Музыка способна метафорически передавать психологические эффекты травмы: опустошающие последствия и явления, сопровождающие реабилитацию. Аргументацию я буду строить на теориях Карут и Фелман при одновременном обращении к более давней интеллектуальной традиции, которая представляет дезинтеграцию эстетических условностей в качестве риторического приема для раскрытия результатов травмы83. Некоторые из рассмотренных произведений также побуждают вспомнить о восприятии травмы в качестве «недуга времени». Обрывки воспоминаний воспроизводятся и составляются во фрагментарное, грешащее повторами настоящее, в котором рушится линейная граница между тем, что произошло, что происходит сейчас и что еще только должно произойти. Учитывая особое внимание исследователей травм к распаду представлений, я также буду анализировать, как музыка может метафорически выражать элементы реабилитации. Наконец, музыка зачастую взаимодействует с травмами на формальном уровне через такие приемы, как повторы, статичность, фрагментация, коллаж, телеология, диссонанс и дезинтеграция. В таких случаях музыка не обязательно выступает буквальным отображением травмы, а скорее служит свидетельством ее последствий, давая слушателям понять, как травмы могут влиять на воспоминания и восприятие времени.

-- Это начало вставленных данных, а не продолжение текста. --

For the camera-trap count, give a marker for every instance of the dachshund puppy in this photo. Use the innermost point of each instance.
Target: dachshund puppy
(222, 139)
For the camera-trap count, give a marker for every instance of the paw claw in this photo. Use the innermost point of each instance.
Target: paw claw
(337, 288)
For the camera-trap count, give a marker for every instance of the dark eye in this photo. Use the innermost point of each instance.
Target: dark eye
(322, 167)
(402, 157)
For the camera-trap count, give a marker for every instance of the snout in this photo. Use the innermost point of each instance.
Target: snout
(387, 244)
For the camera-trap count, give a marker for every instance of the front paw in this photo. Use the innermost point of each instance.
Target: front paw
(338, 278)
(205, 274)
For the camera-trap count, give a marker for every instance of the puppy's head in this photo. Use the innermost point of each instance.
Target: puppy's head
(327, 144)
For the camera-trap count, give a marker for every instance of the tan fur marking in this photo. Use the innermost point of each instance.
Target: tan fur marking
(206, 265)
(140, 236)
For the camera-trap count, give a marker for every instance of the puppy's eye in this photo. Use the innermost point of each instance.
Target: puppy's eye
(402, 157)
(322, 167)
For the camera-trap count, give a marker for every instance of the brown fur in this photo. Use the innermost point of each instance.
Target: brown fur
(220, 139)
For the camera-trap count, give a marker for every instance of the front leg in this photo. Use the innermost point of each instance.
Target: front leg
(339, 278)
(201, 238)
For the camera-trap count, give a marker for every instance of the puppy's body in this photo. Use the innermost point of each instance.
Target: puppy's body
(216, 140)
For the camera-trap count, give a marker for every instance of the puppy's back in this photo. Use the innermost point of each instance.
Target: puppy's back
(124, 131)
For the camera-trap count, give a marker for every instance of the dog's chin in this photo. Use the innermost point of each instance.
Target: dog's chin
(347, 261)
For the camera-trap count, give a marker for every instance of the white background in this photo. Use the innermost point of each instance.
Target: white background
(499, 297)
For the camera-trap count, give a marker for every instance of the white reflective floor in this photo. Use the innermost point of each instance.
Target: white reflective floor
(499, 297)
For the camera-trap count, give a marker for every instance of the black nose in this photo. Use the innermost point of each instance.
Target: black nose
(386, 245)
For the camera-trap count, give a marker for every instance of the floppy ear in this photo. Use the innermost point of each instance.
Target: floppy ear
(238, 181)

Уделяя внимание формальным качествам музыки как средству свидетельствования по примеру Карут и Фелман, я тем не менее постараюсь избежать некоторых проблемных моментов, которые, на мой взгляд, присутствуют в подходах коллег. В частности, моя книга в некоторой степени ставит под вопрос главенство языковых средств в теориях травм84. Язык выступает основой и занимает почетное место как в терапии, так и в письменных источниках, особенно тогда, когда ученые стремятся выразить на бумаге идеи, почерпнутые из психоанализа и психологии. Многозначный термин «представления» то и дело фактически подменяет собой более узкую и часто не упоминаемую прямо категорию «линейный нарратив, выраженный языковыми средствами». Мой фокус на музыке создает возможность для осмысления в том числе иных выразительных средств. Концепт «культурной травмы» оказывается весьма полезным для музыковедческого исследования, поскольку позволяет апеллировать к синтетической природе эстетических произведений и одновременно ослабить примат языка, на котором зиждется значительная часть работ, посвященных проблематике травм. Александер и Айерман, оценивая обширный набор общественных площадок, называют культурную травму результатом социального дискурса в его самом полном выражении. Косвенно в этом утверждении содержится предположение о возможности выйти за пределы анализа, проводимого исключительно за счет языковых выразительных средств.
В осмыслении того, как музыка может метафорически обыгрывать последствия травмы, я постараюсь избежать патологизации всего и вся, которая проявляется со всей очевидностью в тех случаях, когда ученые применяют психологические и психоаналитические концепты в сфере искусства. Как и все носители эстетического посыла, музыка способна отображать психологические и эмоциональные реакции на травмы. Но это не означает, что конкретное произведение само по себе содержит какие-либо «симптомы» травмы или терпит «крах» при попытке ее изображения. Будет корректнее сказать, что гибкость выразительных средств, форм, звуковых эффектов и исполнительских практик позволяет музыке отражать боль и страдания ровно в той же мере, как и другие переживания и эмоции.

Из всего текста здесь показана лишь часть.